Page 11 - DOC, NASKAH SIMBOK DR PENERBIT_Gorgeous
P. 11
Emak : “Keluarga utuh. Keluarga yang damai. Anak-anak yang
manis. Guntoro yang pemberani, Bayu Aji yang rajin,
Mega yang sabar, dan Ndaru yang penurut. Kini kalian
sudah dewasa memilih jalan hidup masing-masing.
(Menarik napas panjang.) Bapakmu sudah tenang
di alam sana. Tunggu aku ya, Pak. Dunia sudah jauh
berubah. Guntoro sudah nggak lagi seperti anakmu
yang dulu. Bayu Aji juga sudah berubah. Maafkan aku,
Pak, nggak bisa menjadikan mereka anak-anak baik.”
(Menangis sesegukan.)
Ndaru : (Ndaru mendekat, menyandarkan kepalanya ke
punggung emak.) ”Sabar, Mak, masih ada Ndaru.
Meskipun Ndaru pincang bukan lelaki yang gagah
seperti Mas Gun, tapi lahir-batin akan mempertaruhkan
hidup untuk Emak. Besok pagi kita ke rumah Mbak
Mega. Kita akan ke sana.”
Adegan 4
Emak mengemasi baju beserta beberapa poto keluarga dengan
menggunakan tas kain batik. Ndaru memasukan perkakasnya
ke dalam buntalan sarung. Langkahnya menjauhi rumah. Ada
guratan kesedihan yang tak bisa diceritakan di wajah emak.
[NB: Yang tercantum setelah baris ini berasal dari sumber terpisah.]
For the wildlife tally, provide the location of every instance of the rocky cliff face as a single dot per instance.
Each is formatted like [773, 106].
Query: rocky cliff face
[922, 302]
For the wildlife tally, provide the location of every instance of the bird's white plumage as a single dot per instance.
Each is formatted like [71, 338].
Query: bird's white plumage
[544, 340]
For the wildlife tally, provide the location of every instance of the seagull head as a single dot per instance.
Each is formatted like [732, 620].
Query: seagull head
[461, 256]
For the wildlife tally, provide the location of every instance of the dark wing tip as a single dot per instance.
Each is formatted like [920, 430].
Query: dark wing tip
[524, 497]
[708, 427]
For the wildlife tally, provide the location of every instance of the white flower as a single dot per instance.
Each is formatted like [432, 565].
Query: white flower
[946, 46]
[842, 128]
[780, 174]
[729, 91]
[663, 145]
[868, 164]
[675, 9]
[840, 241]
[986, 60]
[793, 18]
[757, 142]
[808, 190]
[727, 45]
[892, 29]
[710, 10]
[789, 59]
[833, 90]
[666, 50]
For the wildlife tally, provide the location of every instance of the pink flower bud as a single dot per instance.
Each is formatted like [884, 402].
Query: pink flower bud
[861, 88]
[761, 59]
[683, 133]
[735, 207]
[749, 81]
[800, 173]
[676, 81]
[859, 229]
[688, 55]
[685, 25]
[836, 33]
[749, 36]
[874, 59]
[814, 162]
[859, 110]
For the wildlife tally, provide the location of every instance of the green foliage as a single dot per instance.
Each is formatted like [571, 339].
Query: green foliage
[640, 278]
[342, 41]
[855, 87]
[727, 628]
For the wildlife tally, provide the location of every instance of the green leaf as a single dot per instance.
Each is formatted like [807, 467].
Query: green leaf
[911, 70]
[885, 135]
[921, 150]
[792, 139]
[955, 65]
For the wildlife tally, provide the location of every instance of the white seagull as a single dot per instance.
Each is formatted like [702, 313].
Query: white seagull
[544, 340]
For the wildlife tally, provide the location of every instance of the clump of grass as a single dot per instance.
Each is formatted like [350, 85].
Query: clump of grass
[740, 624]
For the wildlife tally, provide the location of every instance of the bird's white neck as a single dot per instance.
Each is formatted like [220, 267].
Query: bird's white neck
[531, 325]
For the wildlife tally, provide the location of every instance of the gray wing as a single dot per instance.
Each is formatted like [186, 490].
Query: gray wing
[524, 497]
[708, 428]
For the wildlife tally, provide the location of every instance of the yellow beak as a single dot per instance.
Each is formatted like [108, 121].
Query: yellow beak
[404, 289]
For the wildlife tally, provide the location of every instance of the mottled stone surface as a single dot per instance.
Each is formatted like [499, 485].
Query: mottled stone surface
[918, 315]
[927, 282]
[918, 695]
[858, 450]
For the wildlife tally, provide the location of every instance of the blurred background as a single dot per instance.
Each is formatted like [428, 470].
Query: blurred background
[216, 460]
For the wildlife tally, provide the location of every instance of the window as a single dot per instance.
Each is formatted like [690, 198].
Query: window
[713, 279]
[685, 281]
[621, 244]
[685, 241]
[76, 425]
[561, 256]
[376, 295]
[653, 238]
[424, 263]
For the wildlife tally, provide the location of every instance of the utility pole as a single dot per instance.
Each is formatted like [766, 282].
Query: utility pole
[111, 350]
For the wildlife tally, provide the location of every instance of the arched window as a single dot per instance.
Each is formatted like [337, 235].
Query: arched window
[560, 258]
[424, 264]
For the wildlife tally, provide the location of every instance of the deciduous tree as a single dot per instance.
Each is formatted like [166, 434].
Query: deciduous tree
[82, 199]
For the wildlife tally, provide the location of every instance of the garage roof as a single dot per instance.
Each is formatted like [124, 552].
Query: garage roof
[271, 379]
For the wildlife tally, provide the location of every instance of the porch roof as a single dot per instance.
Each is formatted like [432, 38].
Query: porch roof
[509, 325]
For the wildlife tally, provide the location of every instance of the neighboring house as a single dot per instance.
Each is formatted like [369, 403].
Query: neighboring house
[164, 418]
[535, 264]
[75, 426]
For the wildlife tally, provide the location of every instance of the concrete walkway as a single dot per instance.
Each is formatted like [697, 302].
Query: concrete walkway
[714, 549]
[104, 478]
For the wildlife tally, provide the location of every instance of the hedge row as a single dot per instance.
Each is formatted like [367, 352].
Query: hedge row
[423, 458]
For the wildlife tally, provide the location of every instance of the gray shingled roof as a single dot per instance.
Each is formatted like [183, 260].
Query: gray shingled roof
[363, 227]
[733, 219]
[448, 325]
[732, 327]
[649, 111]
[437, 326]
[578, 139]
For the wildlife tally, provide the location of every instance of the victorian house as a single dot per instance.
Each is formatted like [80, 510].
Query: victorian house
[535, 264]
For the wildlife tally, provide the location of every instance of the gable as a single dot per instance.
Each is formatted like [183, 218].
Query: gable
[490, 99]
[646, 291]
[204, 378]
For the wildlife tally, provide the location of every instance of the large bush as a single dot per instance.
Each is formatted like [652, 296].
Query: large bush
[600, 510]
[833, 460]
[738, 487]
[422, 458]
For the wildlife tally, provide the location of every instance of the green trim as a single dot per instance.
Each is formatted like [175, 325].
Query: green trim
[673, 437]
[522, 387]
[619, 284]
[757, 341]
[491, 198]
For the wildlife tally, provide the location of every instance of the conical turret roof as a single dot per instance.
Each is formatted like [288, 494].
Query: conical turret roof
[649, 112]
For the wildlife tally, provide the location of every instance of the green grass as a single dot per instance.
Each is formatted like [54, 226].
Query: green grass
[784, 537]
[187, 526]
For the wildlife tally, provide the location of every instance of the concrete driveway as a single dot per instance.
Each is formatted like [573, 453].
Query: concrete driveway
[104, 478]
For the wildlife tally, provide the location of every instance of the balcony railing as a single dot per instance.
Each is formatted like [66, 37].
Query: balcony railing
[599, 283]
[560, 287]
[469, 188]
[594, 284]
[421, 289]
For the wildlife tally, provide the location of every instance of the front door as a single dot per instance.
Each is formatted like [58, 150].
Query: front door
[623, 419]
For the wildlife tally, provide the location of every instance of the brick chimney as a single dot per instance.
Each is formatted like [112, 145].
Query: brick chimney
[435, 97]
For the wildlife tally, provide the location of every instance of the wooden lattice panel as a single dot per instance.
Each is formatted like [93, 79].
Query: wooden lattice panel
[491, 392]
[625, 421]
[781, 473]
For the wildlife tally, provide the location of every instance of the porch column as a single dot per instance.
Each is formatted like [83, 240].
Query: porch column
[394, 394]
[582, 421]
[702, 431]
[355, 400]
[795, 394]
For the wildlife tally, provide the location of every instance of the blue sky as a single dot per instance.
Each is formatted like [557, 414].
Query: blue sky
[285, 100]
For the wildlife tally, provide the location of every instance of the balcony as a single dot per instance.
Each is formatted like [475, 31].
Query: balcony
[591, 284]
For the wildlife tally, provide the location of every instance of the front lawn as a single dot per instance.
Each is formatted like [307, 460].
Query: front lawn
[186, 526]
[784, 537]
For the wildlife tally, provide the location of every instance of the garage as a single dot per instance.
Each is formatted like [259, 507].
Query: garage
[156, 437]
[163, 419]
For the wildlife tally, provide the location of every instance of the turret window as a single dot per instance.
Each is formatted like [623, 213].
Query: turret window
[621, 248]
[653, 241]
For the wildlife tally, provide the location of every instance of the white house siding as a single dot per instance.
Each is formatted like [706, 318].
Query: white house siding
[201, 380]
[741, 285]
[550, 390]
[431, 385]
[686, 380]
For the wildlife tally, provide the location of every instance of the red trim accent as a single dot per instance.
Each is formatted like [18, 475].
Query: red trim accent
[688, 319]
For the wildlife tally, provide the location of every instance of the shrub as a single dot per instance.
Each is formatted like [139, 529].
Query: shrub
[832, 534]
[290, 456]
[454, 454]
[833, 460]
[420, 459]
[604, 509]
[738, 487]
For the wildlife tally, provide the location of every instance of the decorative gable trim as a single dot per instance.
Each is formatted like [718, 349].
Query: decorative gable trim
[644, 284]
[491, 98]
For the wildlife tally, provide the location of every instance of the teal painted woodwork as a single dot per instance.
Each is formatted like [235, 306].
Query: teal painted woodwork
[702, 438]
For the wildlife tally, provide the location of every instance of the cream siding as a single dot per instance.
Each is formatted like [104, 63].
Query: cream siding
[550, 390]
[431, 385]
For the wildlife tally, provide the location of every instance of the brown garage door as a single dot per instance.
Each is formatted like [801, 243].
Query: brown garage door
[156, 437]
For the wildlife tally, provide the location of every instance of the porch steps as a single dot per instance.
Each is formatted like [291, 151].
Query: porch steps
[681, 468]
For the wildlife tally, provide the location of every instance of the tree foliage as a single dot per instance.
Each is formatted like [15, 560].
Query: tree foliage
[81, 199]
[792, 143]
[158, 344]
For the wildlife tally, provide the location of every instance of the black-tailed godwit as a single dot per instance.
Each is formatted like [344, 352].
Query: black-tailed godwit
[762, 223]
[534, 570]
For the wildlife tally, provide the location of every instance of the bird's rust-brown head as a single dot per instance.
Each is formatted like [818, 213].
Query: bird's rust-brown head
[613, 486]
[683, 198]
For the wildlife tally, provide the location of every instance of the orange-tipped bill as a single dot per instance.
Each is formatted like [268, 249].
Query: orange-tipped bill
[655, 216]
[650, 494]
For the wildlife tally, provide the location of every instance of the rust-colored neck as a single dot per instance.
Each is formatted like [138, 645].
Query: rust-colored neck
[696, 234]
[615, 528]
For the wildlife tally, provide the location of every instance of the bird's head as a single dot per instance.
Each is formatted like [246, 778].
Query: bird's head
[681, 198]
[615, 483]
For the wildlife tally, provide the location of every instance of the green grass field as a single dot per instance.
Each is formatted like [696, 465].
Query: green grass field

Terbayang di matanya bocah-bocah kecil berlarian dengan
riangnya. Seorang lelaki perkasa membawakan buah tangan
sepulang dari pasar menjual hasil kerajinan bambu yang
dipintalnya beberapa hari sebelumnya. Kenangan itu berlarian
di pelupuk mata emak. Empat gundukan tanah tembuni
juga masih terlihat jelas di sudut rumah. Berpagar bambu
dan berlampu teplok di atasnya. Kini tanah itu rata, seakan
mengaburkan kenangan yang benar-benar dipaksa untuk
melupakan dan akhirnya hilang.
Di rumah Mega. Terdengar suara panik dan gelas pecah.
Teriakan Mega berkali-kali karena tindakan suaminya.
Gatot : “Mana duitmu? Duit! Lepaskan perhisanmu, berikan!